Saturday, November 07, 2009

Radicalism as a Jumpstart to Historical Truth?

The Preface to Black Athena tells that Martin Bernal was trained in Chinese studies, that he taught and researched for twenty years on the intellectual relations between China and the West at the turn of the 20th century. He was also well-studied in Chinese politics. The year of 1962 saw him studying the war in Indo-China and he was concerned about the virtual lack of serious scholarship on Vietnamese culture in Britain. Therefore, he was obliged to study it, both to contribute to the movement against American repression there as much for the study of a fascinating subject. Vietnam and Japan, then served as models for his study of Greece.

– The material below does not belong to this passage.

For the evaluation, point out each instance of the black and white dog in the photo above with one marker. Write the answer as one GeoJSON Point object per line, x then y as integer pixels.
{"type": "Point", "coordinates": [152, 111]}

It was in 1975 that Bernal came to a mid-life crisis. It was somehow related to the end of American intervention in Indo-China and the upcoming end of the Maoist regime in China. This shift from East Asia to the Eastern Mediterranean led him to explore elements of a personal Jewish ancestry, the relationship of the Israelites to surrounding peoples. It shocked him to discover that Hebrew and Phoenician were mutually intelligible, dialects of a single Canaanite language.

Looking at Hebrew, he found striking similarities to Greek. He knew many languages from Chinese, Japanese, Vietnamese, and some Chichewa, a Bantu language. He found it interesting that the striking parallels between Hebrew and Greek were not normal between languages developing out of contact. Hebrew/Canaanite was spoken across the Mediterranean, not just in the Levant. He believed that Greek borrowed from Hebrew and vice-versa.

Bernal became convinced that legends about the Phoenician Kadmos founding Thebes may have an element of truth. Still, he dismissed the notion of Egyptian settlement, that whatever Greeks might have written, the colonists were really Semitic speakers.

Four years later, he concluded that nearly a quarter of the Greek vocabulary could be traced to Semitic origins, 40-50% seemed to be of Indo-European origin, yet the remaining quarter, perhaps a third was unaccounted for. But, he remained puzzled as to what that origin might be. In 1979, while glancing through a copy of Cerny’s Coptic Etymological Dictionary, he found it. He determined that 20-30% of the remainder of Greek had origins in Egyptian as well as the names of their gods and goddesses.

Why wasn’t this seen before? Anti-Semitism explained the denial of Phoenician contribution. What about Egypt? Why hadn’t Bernal seen this before? It was so obvious to him, especially since Egypt was a tremendously powerful and nearby culture connected to Greece by a very short distance across the Mediterranean and, even more so because his grandfather was an Egyptologist. Still, he never even thought to look there. He concluded that profound cultural inhibitions must exist to deny the association of Egypt to Greece.

Bernal, armed with his theory, began to study the historiography of Greek origins. Bernal began to refer to his theory as the “Ancient model” and was very surprised to find that the modern model of Greek origins began 1840-50. Clearly, attitudes toward Phoenician influence had been profoundly influenced by anti-Semitism. Connections to Romanticism and tensions between the Egyptian religion and Christianity took “rather longer to unravel.”

Martin Bernal has worked for more than a decade on his theory and has become "a public nuisance in both Cambridge and Cornell." Many scholars have contributed their criticisms, some which Bernal concedes and some that he does not. Either way, he stresses a very good point. People see what they want to see. If a scholar turns out wrong, it may not get noticed for a very long time, especially if it’s politically useful to those in power at the time. In Mark Twain’s words, “It shows that that strange thing, the conscience--the unerring monitor--can be trained to approve any wild thing you want it to approve if you begin its education early & stick to it.”- Notebook #35. Twain almost announced Bernal’s arrival to the podium!